All compilers do anyways is translate from one language specification to another. There's nothing magical about Rust or any specific architecture target. The compiler of a "memory safe" language like Rust could easily output assembly with severe issues in the presence of a compiler bug. There's no difference between compiling to assembly vs. C in that regard.
For one, signed integer overflow is allowed and well-defined in Rust (the result simply wraps around in release builds), while it's Undefined Behavior in C. This means that the LLVM IR emitted by the Rust compiler for signed integer arithmetic can't be directly translated into the analogous C code, because that would change the semantics of the program.
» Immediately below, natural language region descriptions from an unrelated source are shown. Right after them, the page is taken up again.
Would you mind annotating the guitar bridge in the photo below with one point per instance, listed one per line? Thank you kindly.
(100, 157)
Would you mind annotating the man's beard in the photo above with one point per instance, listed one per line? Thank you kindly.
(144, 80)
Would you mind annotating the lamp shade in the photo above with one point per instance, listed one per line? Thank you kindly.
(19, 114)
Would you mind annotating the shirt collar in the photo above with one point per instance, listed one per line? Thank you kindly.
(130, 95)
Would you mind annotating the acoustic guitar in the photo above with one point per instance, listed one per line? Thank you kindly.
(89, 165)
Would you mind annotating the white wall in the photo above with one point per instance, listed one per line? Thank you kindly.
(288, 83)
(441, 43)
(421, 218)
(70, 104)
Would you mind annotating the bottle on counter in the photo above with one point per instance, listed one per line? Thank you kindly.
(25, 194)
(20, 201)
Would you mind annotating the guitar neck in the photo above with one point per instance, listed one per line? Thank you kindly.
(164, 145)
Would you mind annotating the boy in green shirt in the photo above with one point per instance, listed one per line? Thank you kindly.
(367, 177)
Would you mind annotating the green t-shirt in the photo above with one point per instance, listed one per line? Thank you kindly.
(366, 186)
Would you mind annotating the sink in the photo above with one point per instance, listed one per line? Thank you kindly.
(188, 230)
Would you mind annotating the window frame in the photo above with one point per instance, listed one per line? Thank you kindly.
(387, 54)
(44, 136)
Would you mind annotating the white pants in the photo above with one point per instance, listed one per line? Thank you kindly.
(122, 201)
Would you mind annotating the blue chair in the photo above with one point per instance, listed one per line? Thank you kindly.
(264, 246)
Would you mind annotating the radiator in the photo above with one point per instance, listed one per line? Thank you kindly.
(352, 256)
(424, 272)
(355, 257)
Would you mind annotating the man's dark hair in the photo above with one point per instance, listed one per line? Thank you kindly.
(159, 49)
There are ways around this and other issues, but they aren't necessarily simple, efficient, and portable all at once.
You guys seem to be assuming transpiling to C means it must produce C that DTRT on any random C compiler invoked any which way on the other side, where UB is some huge possibility space.
There's nothing preventing it from being some specific invocation of a narrow set of compilers like gcc-only of some specific version range with a set of flags configuring the UB to match what's required. UB doesn't mean non-deterministic, it's simply undefined by the standard and generally defined by the implementation (and often something you can influence w/cli flags).
> You guys seem to be assuming transpiling to C means it must produce C that DTRT on any random C compiler invoked any which way on the other side, where UB is some huge possibility space.
Yes, that's exactly what "translating to C" means – as opposed to "translating to the very specific C-dialect spoken by gcc 10.9.3 with patches X, Y, and Z, running on an AMD Zen 4 under Debian 12.1 with glibc 2.38, invoked with flags -O0 -g1 -no-X -with-Y -foo -blah -blub...", and may the gods have mercy if you change any of this!
The gigantic difference is that assembly language has extremely simple semantics, while C has very complex semantics. Similarly, assembler output is quite predictable, while C compilers are anything but. So the level of match between the Rust code and the machine code you'll get from a Rust-to-assembly compiler will be much, much easier to understand than the match you'll get between the Rust code and the machine code produced by a C compiler compiling C code output by a Rust-to-C transpiler.